Something about the way he says it—his voice, his gaze, the touch of longing in his words—makes my body shiver in the most pleasant way.

I swallow against my sudden nervousness.

Under his watchful eye, I shrug off my clothes until I’m standing in nothing, his eyes absorbing me. I don’t feel the least bit self-conscious, which is a far cry from how I was only weeks ago.

Lifting his hips off his bed, he slides his swim trunks off and casts them aside.

The stifling air in the cabin has turned electric with promise as I lie down atop the sleeping bag next to Kyle. Our uneven breathing tangles for a moment as the only sound to be heard, and then Kyle rolls over, fitting himself between my thighs, resting on his elbows as he peers down at me for several long moments.

“I’m so in love with you, Piper.”

I smile, reaching up to toy with strands of his spiky hair. “I love you, too, Kyle. I can’t even describe how much.”

Another moment passes and then he reaches next to him for his wallet.

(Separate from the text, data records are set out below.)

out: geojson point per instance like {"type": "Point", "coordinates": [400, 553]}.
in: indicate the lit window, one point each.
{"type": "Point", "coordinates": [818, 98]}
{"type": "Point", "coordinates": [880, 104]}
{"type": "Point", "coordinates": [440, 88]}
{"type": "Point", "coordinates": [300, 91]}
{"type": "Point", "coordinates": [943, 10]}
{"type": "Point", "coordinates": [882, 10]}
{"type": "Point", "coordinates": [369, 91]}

The next thirty minutes will be ingrained in my memory forever—I don’t know how they possibly can’t be. Watching Kyle fumble with the condom to ease it on, tasting the salt on his lips from the hot summer day as he kisses me, feeling our hot, slick skin pressed against each other as he prods at my entrance, feeling him sink deeper and deeper in, past the painful pinch.

Hearing him whisper in my ear over and over again how much he loves me as our bodies rock back and forth against each other, finding a blissful rhythm in the dim, stuffy camp cabin on a sweltering summer afternoon.